Originally, I wanted to become a particle physicist. During a student exchange at CERN, I realised that the problems of particle physics are very computer-oriented. In the end, it is up to the programmer to implement the researchers’ ideas. I found that really cool. On the one hand, this programmer sits at the interface of so much exciting interdisciplinary knowledge, on the other hand, they have responsibility for the experiments. If you write a program that saves a physicist an hour, it saves a thousand physicists a thousand hours – so much more time for science. That’s the person I wanted to be.
And how did you come to study at ETH Zurich?
ETH Zurich has always been my dream university. I was born in southern Germany, where ETH enjoyed an excellent reputation. As a student, I visited Zurich and immediately fell in love with this city. But life here is very expensive. That’s why I did my Bachelor’s and Master’s in Germany, with the aim of completing my doctorate at ETH.
“I wish that Youth for Climate would not only protest, but also help to develop these new technologies.”David Dao
What moved you to work with artificial intelligence?

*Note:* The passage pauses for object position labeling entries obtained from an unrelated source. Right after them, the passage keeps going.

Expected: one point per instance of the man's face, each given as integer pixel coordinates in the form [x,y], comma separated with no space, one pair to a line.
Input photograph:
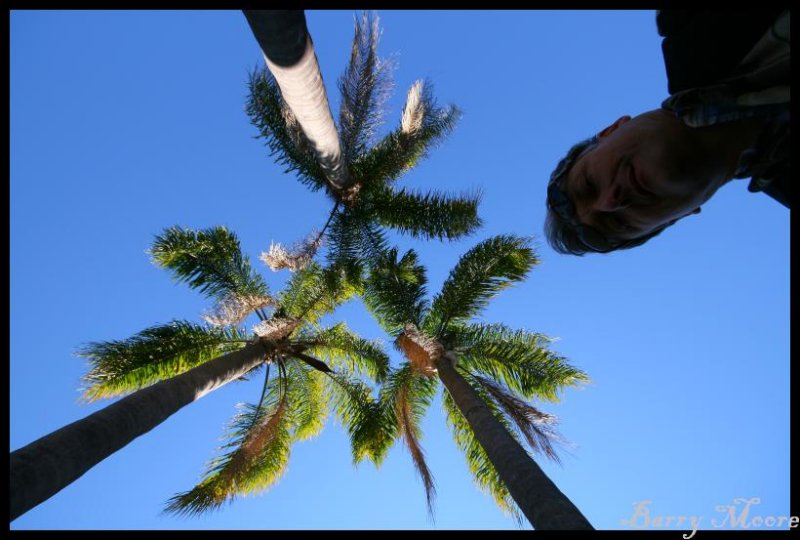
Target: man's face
[643,174]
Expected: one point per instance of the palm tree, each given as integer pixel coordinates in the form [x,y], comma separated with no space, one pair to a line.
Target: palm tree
[168,366]
[488,370]
[364,199]
[289,53]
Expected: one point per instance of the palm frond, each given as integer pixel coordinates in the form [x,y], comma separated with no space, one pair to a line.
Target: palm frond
[305,390]
[344,238]
[484,473]
[430,215]
[283,134]
[518,358]
[367,423]
[408,395]
[479,275]
[344,348]
[365,86]
[295,258]
[315,291]
[260,443]
[232,309]
[424,127]
[209,260]
[535,426]
[395,290]
[154,354]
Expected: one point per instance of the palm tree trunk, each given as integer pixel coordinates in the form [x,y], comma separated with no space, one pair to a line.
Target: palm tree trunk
[289,52]
[47,465]
[536,495]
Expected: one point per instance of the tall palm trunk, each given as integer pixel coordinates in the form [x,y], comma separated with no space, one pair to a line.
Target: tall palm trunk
[47,465]
[537,496]
[289,52]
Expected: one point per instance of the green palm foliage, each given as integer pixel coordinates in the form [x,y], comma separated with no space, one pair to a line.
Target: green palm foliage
[370,202]
[505,366]
[309,369]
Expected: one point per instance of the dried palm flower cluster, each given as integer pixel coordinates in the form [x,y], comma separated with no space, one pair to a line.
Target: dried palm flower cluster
[233,309]
[294,259]
[421,350]
[276,328]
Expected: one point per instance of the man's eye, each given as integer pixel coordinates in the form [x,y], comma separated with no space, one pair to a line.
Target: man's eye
[619,224]
[588,187]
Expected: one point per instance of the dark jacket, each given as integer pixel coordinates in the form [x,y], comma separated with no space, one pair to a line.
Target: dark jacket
[703,51]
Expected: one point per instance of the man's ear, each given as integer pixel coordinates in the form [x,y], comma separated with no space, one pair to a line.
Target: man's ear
[613,127]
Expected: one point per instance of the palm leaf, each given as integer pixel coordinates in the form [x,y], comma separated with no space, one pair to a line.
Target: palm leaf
[361,415]
[407,394]
[315,291]
[365,86]
[484,473]
[534,425]
[399,151]
[430,215]
[278,126]
[395,291]
[209,260]
[479,275]
[260,445]
[305,390]
[517,358]
[343,348]
[154,354]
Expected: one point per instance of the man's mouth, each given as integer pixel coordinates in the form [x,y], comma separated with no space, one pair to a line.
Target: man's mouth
[638,186]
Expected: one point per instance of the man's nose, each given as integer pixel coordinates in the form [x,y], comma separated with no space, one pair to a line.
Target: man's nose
[611,198]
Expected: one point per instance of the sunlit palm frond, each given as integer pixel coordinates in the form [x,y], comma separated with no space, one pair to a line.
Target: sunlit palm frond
[344,237]
[278,126]
[479,275]
[535,426]
[315,291]
[429,215]
[395,290]
[305,390]
[154,354]
[408,395]
[344,348]
[366,422]
[517,358]
[484,473]
[260,442]
[365,86]
[424,125]
[209,260]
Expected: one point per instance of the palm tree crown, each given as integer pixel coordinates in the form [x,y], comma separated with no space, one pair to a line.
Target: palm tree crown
[369,201]
[299,387]
[504,366]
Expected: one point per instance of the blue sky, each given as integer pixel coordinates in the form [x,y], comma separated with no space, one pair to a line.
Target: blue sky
[124,123]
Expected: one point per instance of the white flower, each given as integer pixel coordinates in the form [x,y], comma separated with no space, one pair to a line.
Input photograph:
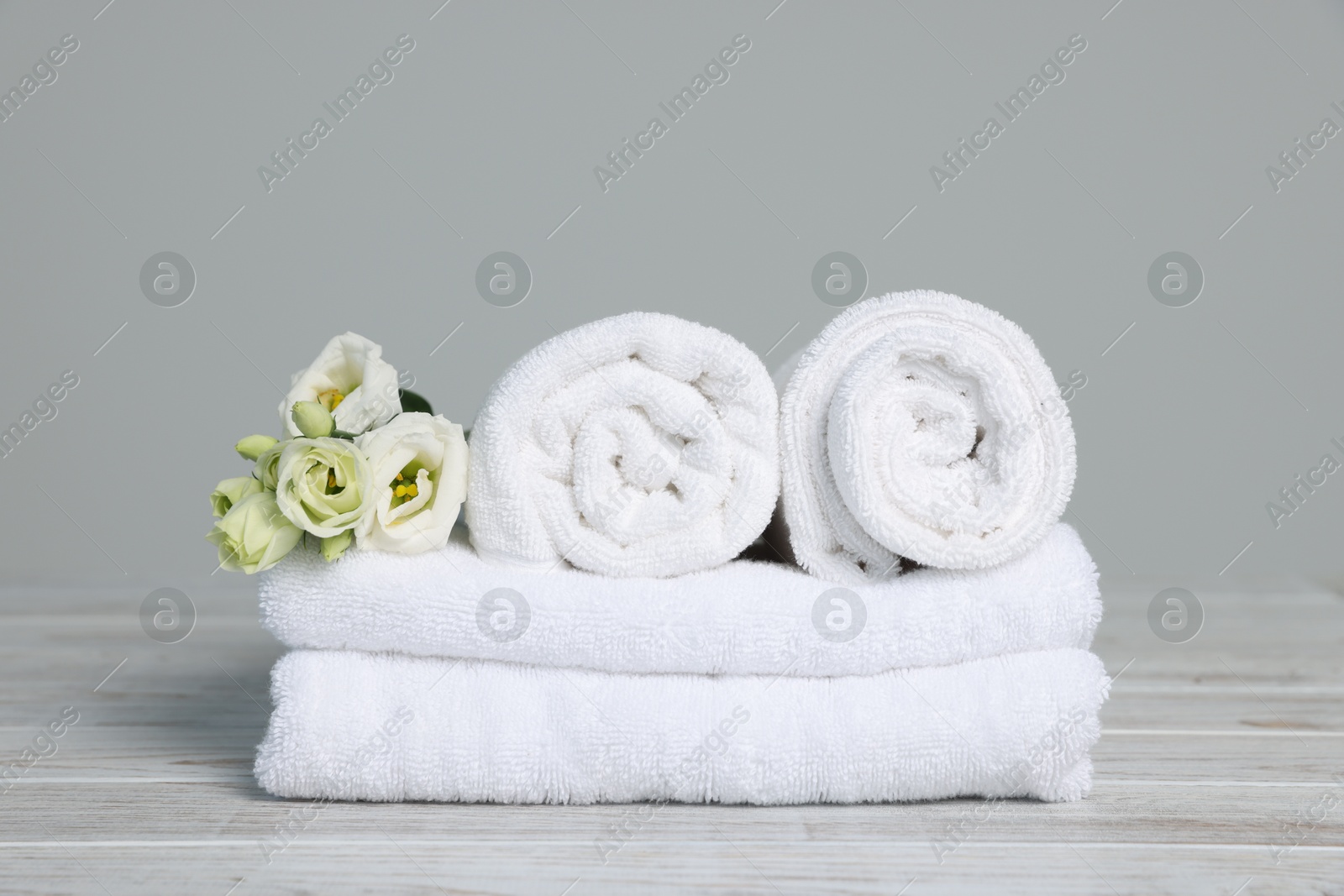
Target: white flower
[351,380]
[420,484]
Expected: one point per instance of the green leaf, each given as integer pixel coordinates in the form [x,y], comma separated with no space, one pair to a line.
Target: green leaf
[413,402]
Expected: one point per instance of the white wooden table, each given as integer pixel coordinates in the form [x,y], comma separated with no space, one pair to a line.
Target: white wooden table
[1221,770]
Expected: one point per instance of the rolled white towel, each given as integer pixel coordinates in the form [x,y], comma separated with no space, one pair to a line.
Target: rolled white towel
[640,445]
[924,426]
[386,727]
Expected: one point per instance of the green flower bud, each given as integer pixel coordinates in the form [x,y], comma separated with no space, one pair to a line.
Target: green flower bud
[312,419]
[252,446]
[255,535]
[335,546]
[230,492]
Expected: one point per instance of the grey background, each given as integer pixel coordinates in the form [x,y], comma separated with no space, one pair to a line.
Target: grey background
[820,141]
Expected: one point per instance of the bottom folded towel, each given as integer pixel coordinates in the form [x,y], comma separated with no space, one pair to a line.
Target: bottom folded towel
[386,727]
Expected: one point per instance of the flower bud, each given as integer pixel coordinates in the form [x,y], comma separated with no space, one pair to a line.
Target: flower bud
[230,492]
[336,544]
[312,419]
[252,446]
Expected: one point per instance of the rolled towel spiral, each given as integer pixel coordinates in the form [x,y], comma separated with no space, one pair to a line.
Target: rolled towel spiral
[640,445]
[927,427]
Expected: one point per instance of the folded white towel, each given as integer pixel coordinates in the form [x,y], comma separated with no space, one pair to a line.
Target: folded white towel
[382,727]
[741,618]
[640,445]
[924,426]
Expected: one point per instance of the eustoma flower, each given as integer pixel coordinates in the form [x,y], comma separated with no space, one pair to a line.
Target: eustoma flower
[420,483]
[255,535]
[351,380]
[323,485]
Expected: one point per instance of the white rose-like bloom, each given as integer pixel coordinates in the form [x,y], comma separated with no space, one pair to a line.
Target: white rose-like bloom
[420,484]
[351,380]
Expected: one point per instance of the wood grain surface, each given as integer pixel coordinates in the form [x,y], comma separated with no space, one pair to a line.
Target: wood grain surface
[1221,770]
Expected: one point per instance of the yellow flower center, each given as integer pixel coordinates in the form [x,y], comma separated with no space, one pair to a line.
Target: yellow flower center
[402,490]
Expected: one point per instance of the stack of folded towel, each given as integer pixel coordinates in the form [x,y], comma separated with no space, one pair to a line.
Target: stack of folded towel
[595,640]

In the first two semesters of a Bachelor’s programme, many students question whether they have chosen the right subject. I was at this stage when I discovered the online course “Introduction to AI” at Stanford University. It immediately fascinated me. At that time, the topics of AI and machine learning were not widely taught in Germany, so I did even more online courses. I have kept working in this field ever since.
You have repeatedly addressed the ethical use of artificial intelligence in your work. Is AI particularly susceptible to misuse?
Computer science determines almost every area of our lives today. Naturally, there are ethical challenges. With the advent of AI and the way we collect and use data today, however, these challenges have taken on a new dimension. For example, I have worked on algorithms for self-driving cars. You have to think very carefully about the code you write. If you make a mistake, human lives are at risk. I think it’s really important that we computer scientists think carefully about the effects of our work. That’s why I also maintain a list called “AwfulAI”, which shows irresponsible uses of AI.
What are the challenges on the way towards the ethical use of AI?
Communication is very important. Today, people are making money from the hype surrounding AI, and there is a danger of overselling algorithms and giving people a false idea of their capabilities. These algorithms are far from perfect, but they are used to hire people – or to control missiles. I find that very dangerous. We need more ethical guidelines for AI and an ethics committee for new technologies.
How do you manage your time with so many different commitments?
This is only possible through collaboration with great students. It looks like a lot, but it’s also the work of a lot of people. Actually, I think all of them should be giving this interview.